第11章 たえまなく過去へ押し戻されながら 前編



この国で異能者の集まりが合法的に開業する為に必要な、内務省異能特務課が発行する許可証。
だが、特務課は表向きには無いことになっている秘密組織、故に金で買収できる訳がない。
特務課を敵に回さず大手を振ってこの街で『捜し物』をする為にその許可証が欲しい、と云う申し出に社長は

「断る。命が金で購えぬ様に、許可証と替え得る物など存在せぬ。あれは社の魂だ、特務課の期待、許可証発行に尽力して頂いた夏目先生の想いが込められて居る。
頭に札束の詰まった成金が易々と触れて良い代物では無い」

「『金で購えないものがある』か、貧乏人の決め台詞だな。
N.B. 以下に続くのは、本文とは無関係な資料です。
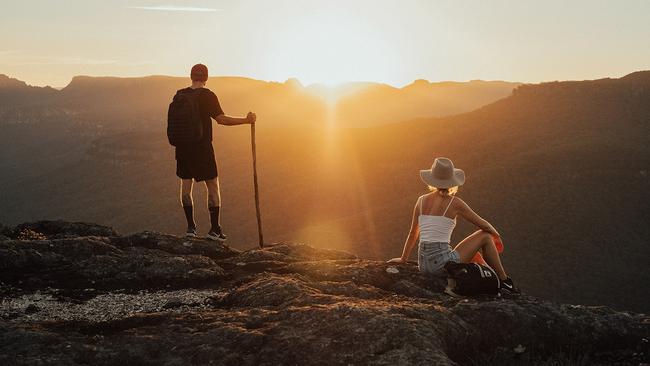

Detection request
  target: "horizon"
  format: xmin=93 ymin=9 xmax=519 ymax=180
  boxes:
xmin=5 ymin=68 xmax=650 ymax=90
xmin=0 ymin=0 xmax=650 ymax=88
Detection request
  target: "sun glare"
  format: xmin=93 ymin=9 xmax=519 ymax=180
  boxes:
xmin=262 ymin=9 xmax=397 ymax=87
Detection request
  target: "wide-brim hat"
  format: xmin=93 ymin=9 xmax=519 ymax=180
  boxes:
xmin=420 ymin=158 xmax=465 ymax=188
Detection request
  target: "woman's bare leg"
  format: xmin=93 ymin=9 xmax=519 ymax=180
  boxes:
xmin=454 ymin=230 xmax=508 ymax=280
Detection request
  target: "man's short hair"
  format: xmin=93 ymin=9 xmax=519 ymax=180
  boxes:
xmin=190 ymin=64 xmax=208 ymax=81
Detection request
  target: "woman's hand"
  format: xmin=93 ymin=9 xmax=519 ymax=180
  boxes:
xmin=386 ymin=257 xmax=406 ymax=264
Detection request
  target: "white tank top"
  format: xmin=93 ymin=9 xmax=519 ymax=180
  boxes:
xmin=418 ymin=196 xmax=456 ymax=243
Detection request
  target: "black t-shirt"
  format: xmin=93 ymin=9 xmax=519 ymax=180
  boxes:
xmin=182 ymin=87 xmax=224 ymax=143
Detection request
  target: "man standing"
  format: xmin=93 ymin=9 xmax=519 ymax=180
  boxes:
xmin=176 ymin=64 xmax=256 ymax=242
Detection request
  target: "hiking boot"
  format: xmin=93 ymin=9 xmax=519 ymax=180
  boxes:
xmin=205 ymin=230 xmax=227 ymax=243
xmin=185 ymin=227 xmax=196 ymax=238
xmin=499 ymin=277 xmax=521 ymax=294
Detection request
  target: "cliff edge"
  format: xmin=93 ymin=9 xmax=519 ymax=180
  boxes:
xmin=0 ymin=221 xmax=650 ymax=365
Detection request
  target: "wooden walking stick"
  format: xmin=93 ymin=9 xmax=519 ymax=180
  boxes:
xmin=251 ymin=123 xmax=264 ymax=248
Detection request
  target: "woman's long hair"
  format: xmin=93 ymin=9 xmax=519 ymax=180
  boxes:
xmin=429 ymin=186 xmax=458 ymax=196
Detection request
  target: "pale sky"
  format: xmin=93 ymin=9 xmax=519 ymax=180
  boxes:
xmin=0 ymin=0 xmax=650 ymax=87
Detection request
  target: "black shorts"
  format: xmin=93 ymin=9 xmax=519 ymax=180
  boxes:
xmin=176 ymin=143 xmax=218 ymax=182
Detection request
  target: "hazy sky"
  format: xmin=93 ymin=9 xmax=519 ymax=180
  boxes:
xmin=0 ymin=0 xmax=650 ymax=86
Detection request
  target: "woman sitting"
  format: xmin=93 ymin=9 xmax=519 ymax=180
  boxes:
xmin=388 ymin=158 xmax=519 ymax=292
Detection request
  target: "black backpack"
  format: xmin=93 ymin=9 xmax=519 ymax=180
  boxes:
xmin=445 ymin=262 xmax=501 ymax=296
xmin=167 ymin=89 xmax=203 ymax=146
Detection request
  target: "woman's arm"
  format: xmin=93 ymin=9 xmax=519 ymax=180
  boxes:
xmin=457 ymin=198 xmax=500 ymax=236
xmin=388 ymin=201 xmax=420 ymax=263
xmin=215 ymin=112 xmax=257 ymax=126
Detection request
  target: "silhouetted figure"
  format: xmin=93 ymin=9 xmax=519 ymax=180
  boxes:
xmin=388 ymin=158 xmax=519 ymax=292
xmin=168 ymin=64 xmax=256 ymax=242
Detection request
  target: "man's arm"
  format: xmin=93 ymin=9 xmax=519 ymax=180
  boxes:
xmin=215 ymin=112 xmax=257 ymax=126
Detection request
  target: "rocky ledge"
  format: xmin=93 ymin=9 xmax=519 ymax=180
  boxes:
xmin=0 ymin=221 xmax=650 ymax=365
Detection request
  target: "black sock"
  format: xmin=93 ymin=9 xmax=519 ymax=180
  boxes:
xmin=183 ymin=206 xmax=196 ymax=229
xmin=208 ymin=206 xmax=221 ymax=234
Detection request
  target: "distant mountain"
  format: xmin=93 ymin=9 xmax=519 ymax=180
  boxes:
xmin=0 ymin=74 xmax=57 ymax=107
xmin=0 ymin=71 xmax=650 ymax=312
xmin=0 ymin=76 xmax=519 ymax=129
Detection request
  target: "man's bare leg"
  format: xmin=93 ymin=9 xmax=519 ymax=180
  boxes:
xmin=205 ymin=177 xmax=226 ymax=241
xmin=181 ymin=179 xmax=196 ymax=236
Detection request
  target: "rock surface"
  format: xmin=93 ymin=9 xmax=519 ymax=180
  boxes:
xmin=0 ymin=221 xmax=650 ymax=365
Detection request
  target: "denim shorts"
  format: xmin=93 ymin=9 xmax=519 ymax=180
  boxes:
xmin=418 ymin=241 xmax=460 ymax=274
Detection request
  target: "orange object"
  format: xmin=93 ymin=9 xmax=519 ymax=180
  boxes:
xmin=470 ymin=235 xmax=504 ymax=267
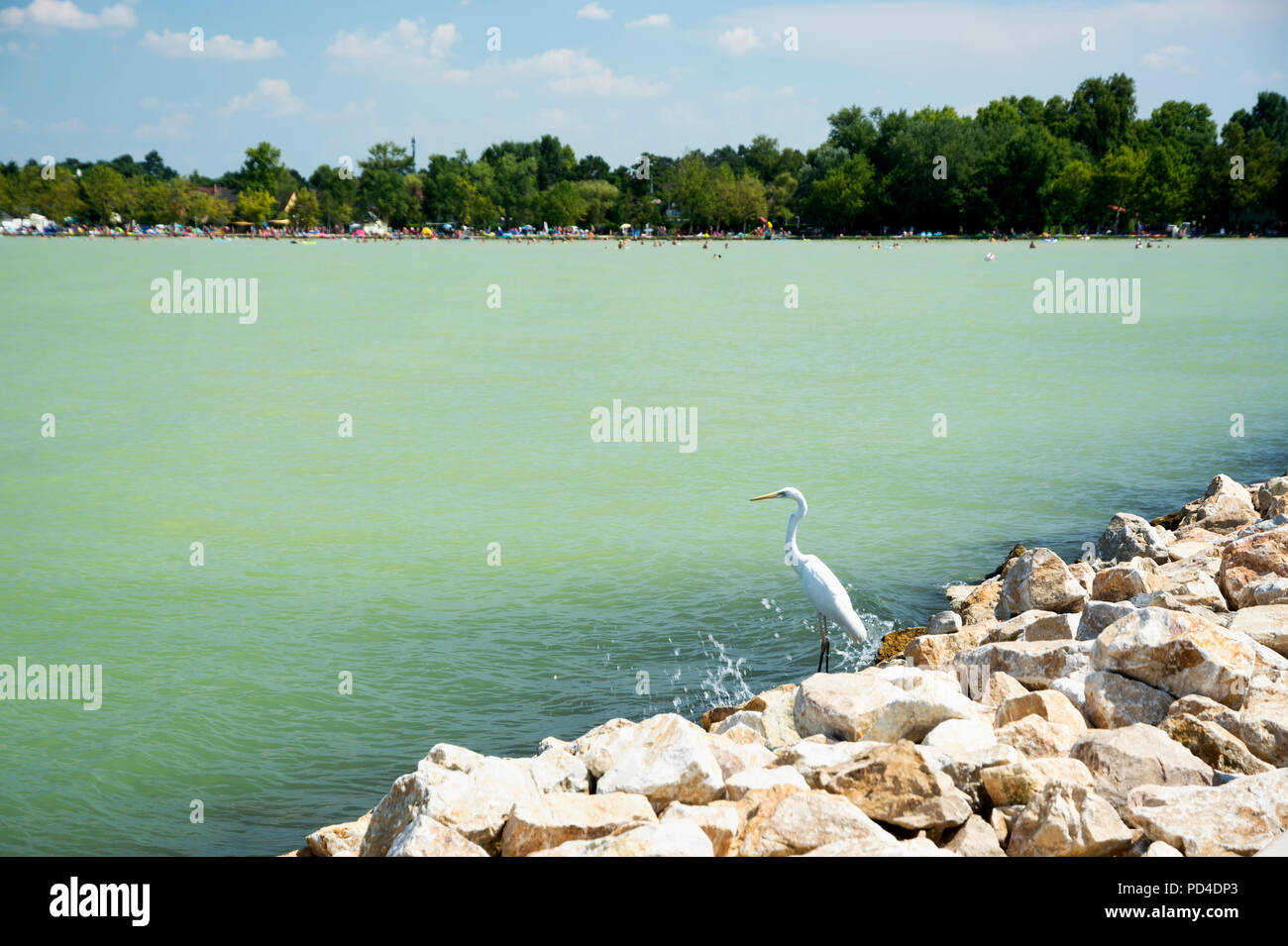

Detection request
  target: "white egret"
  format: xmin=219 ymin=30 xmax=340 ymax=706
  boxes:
xmin=751 ymin=486 xmax=868 ymax=674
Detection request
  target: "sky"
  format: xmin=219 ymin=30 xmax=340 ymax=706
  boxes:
xmin=0 ymin=0 xmax=1288 ymax=176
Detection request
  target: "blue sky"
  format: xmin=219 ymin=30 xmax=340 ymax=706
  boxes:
xmin=0 ymin=0 xmax=1288 ymax=175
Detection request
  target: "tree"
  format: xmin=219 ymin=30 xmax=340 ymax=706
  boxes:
xmin=237 ymin=188 xmax=277 ymax=224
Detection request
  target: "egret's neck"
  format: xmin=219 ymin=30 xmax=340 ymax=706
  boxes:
xmin=783 ymin=499 xmax=808 ymax=568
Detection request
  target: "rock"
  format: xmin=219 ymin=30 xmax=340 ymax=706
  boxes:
xmin=725 ymin=766 xmax=808 ymax=801
xmin=776 ymin=736 xmax=885 ymax=788
xmin=707 ymin=727 xmax=774 ymax=783
xmin=661 ymin=801 xmax=742 ymax=857
xmin=570 ymin=717 xmax=635 ymax=779
xmin=921 ymin=719 xmax=997 ymax=756
xmin=1091 ymin=607 xmax=1267 ymax=708
xmin=961 ymin=579 xmax=1002 ymax=625
xmin=999 ymin=549 xmax=1087 ymax=620
xmin=529 ymin=818 xmax=715 ymax=857
xmin=1252 ymin=476 xmax=1288 ymax=519
xmin=796 ymin=835 xmax=961 ymax=857
xmin=1181 ymin=476 xmax=1258 ymax=534
xmin=1253 ymin=831 xmax=1288 ymax=857
xmin=595 ymin=713 xmax=724 ymax=811
xmin=958 ymin=666 xmax=1027 ymax=710
xmin=877 ymin=627 xmax=926 ymax=663
xmin=700 ymin=706 xmax=742 ymax=732
xmin=980 ymin=758 xmax=1095 ymax=807
xmin=1091 ymin=559 xmax=1167 ymax=603
xmin=1069 ymin=723 xmax=1212 ymax=812
xmin=385 ymin=811 xmax=488 ymax=857
xmin=903 ymin=623 xmax=996 ymax=670
xmin=819 ymin=740 xmax=970 ymax=830
xmin=1096 ymin=512 xmax=1167 ymax=563
xmin=794 ymin=667 xmax=976 ymax=743
xmin=1006 ymin=782 xmax=1132 ymax=857
xmin=1021 ymin=614 xmax=1081 ymax=641
xmin=957 ymin=641 xmax=1092 ymax=689
xmin=711 ymin=709 xmax=765 ymax=739
xmin=304 ymin=811 xmax=371 ymax=857
xmin=993 ymin=689 xmax=1087 ymax=730
xmin=926 ymin=611 xmax=962 ymax=635
xmin=1218 ymin=526 xmax=1288 ymax=607
xmin=1083 ymin=671 xmax=1172 ymax=730
xmin=1127 ymin=769 xmax=1288 ymax=857
xmin=984 ymin=610 xmax=1057 ymax=644
xmin=743 ymin=683 xmax=802 ymax=749
xmin=501 ymin=791 xmax=657 ymax=857
xmin=997 ymin=715 xmax=1081 ymax=760
xmin=943 ymin=814 xmax=1006 ymax=857
xmin=362 ymin=746 xmax=551 ymax=857
xmin=1074 ymin=601 xmax=1136 ymax=641
xmin=1235 ymin=677 xmax=1288 ymax=767
xmin=1159 ymin=713 xmax=1272 ymax=775
xmin=738 ymin=791 xmax=896 ymax=857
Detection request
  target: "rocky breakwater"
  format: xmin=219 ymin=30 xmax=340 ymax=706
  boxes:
xmin=295 ymin=476 xmax=1288 ymax=857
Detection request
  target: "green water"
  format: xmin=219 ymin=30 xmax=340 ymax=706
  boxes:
xmin=0 ymin=240 xmax=1288 ymax=855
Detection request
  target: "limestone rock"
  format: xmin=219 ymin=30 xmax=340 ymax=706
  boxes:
xmin=1096 ymin=512 xmax=1167 ymax=563
xmin=1159 ymin=713 xmax=1272 ymax=775
xmin=725 ymin=766 xmax=808 ymax=801
xmin=385 ymin=811 xmax=488 ymax=857
xmin=1069 ymin=723 xmax=1212 ymax=812
xmin=501 ymin=791 xmax=657 ymax=857
xmin=997 ymin=715 xmax=1081 ymax=760
xmin=1074 ymin=601 xmax=1136 ymax=641
xmin=1218 ymin=526 xmax=1288 ymax=607
xmin=980 ymin=757 xmax=1095 ymax=807
xmin=943 ymin=814 xmax=1006 ymax=857
xmin=595 ymin=713 xmax=724 ymax=811
xmin=1085 ymin=671 xmax=1172 ymax=730
xmin=957 ymin=641 xmax=1092 ymax=689
xmin=993 ymin=689 xmax=1087 ymax=730
xmin=819 ymin=740 xmax=970 ymax=830
xmin=304 ymin=811 xmax=371 ymax=857
xmin=999 ymin=549 xmax=1087 ymax=619
xmin=707 ymin=730 xmax=774 ymax=783
xmin=738 ymin=791 xmax=894 ymax=857
xmin=529 ymin=818 xmax=715 ymax=857
xmin=1231 ymin=607 xmax=1288 ymax=657
xmin=661 ymin=801 xmax=742 ymax=857
xmin=794 ymin=667 xmax=976 ymax=743
xmin=1091 ymin=607 xmax=1267 ymax=708
xmin=1127 ymin=769 xmax=1288 ymax=857
xmin=1006 ymin=782 xmax=1132 ymax=857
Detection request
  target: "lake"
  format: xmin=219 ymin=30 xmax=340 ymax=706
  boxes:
xmin=0 ymin=238 xmax=1288 ymax=855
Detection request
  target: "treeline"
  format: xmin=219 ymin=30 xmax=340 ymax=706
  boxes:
xmin=0 ymin=73 xmax=1288 ymax=233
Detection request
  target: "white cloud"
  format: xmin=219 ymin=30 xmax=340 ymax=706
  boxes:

だが、いくら君が強がっても社員皆消えてしまっては会社は成りたたない、そうなってから意見を変えても遅いぞ」

「御忠告、心に留めよう。帰し給え」
「お客様のお帰りでーす」
ナオミちゃんの声に部屋の外で控えていた賢治君がドアを開ける。


「明日の朝刊にメッセージを載せる。よく見ておけ、俺は欲しいものは必ず手に入れる」


****


「君は、福沢社長の秘書か何かかな?」
昇降機へと向かう途中だった。賢治君を先頭に向かって居ると、後方を歩いていた組合団長に話しかけられた。

『いえ、私は唯の社員ですが?』
「そうか?立ち居振る舞いといい所作といい、中々優秀な秘書と見えるが、気のせいだったかな?」
『…気のせい、では?ですが恐縮です、有難うございます。お気を付けてお帰り下さい』

昇降機が到着し三人と賢治君が中へと入る。自分も入ろうとしたが賢治君に止められる。
「茉莉さん、後は僕が送りますよ^^」

と云って自動扉が閉まる。

その日、賢治君の姿を誰も見ることはなかった。